Appointed by President George H. W. Bush
Lawrence Sidney Eagleburger was born in Milwaukee, Wisconsin, on August 1, 1930. He received his B.S. degree from the University of Wisconsin in 1952 with a major in history. After serving as a first lieutenant in the U.S. Army from 1952 to 1954, Eagleburger received an M.S. in political science from the University of Wisconsin in 1957.
Upon graduation, Eagleburger entered the Foreign Service. His first position was in the economic section of the U.S. embassy in Tegucigalpa, Honduras. In 1959, the year of Castro's coming to power, Eagleburger was assigned as political analyst of Cuba at the State Department's Bureau of Intelligence and Research. Two years later, in 1961, he was assigned to the economic section of the U.S. embassy in the Belgrade, Yugoslavia.

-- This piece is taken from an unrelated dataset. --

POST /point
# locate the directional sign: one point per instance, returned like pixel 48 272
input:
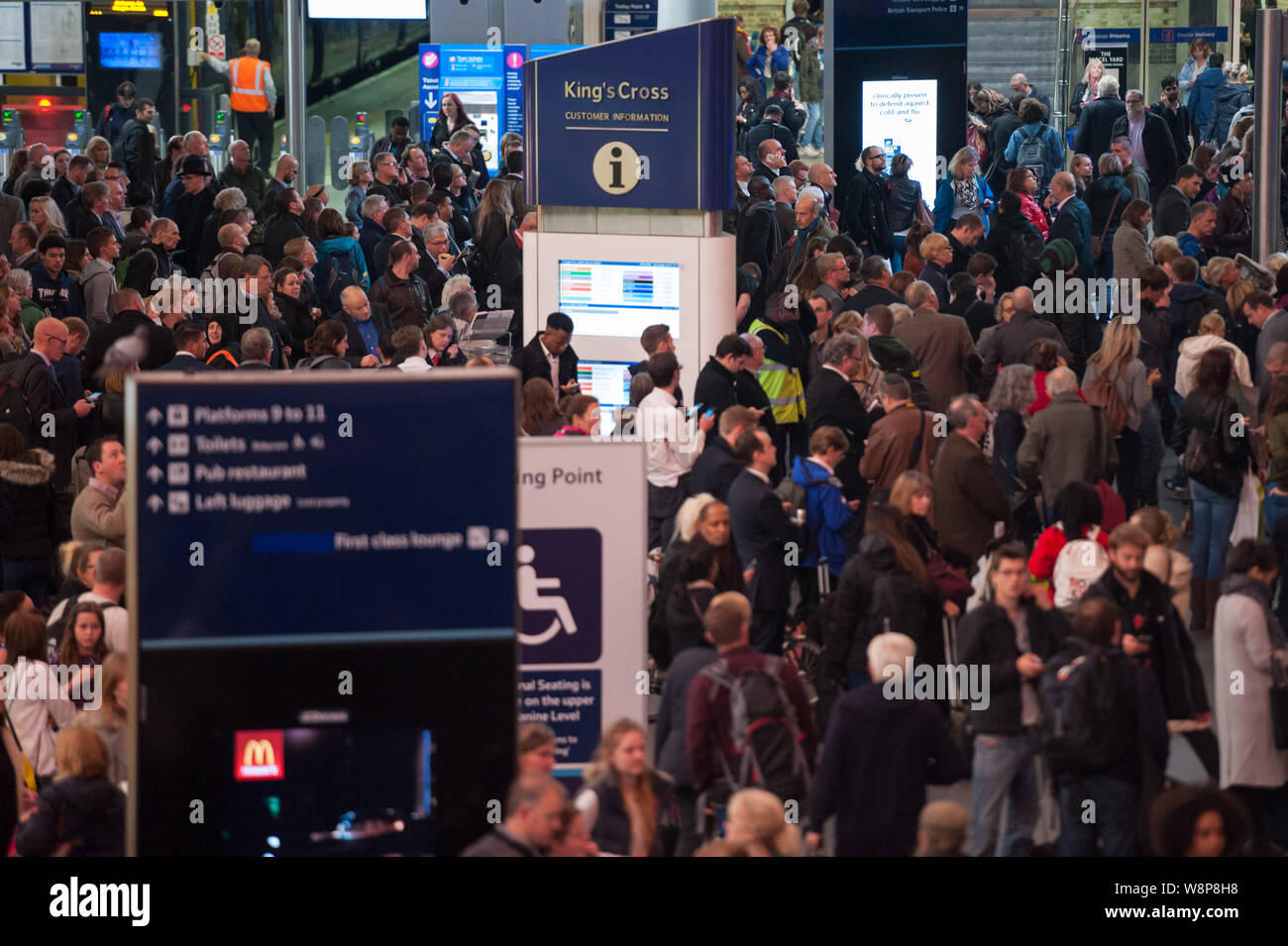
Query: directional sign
pixel 322 508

In 1963, an earthquake occurred in the Yugoslav republic of Macedonia. Eagleburger led the U.S. government's efforts to provide medical and other assistance. He was recalled in 1965 to Washington to serve on the Secretariat staff dealing with European Affairs. In March 1966, he was named as special assistant to former Secretary of State Dean Acheson, who was President Lyndon Johnson's special assistant on Franco-NATO issues. In August 1966 he became acting director of the Secretariat staff. In October of that year, Eagleburger was appointed a member of the National Security Council staff. After a year in this position, Eagleburger was named in October 1967 as special assistant to Undersecretary of State Nicholas Katzenbach.
After Richard Nixon's election as president in 1968, Eagleburger was appointed as liaison to Henry Kissinger, who was to assume the position of National Security Advisor. The following January, Eagleburger was appointed Kissinger's executive assistant and helped him set up the National Security Council staff. Later, in Sep-tember 1969, he was assigned to the U.S. mission to NATO in Brussels, where he would serve as political advisor and head of the political section.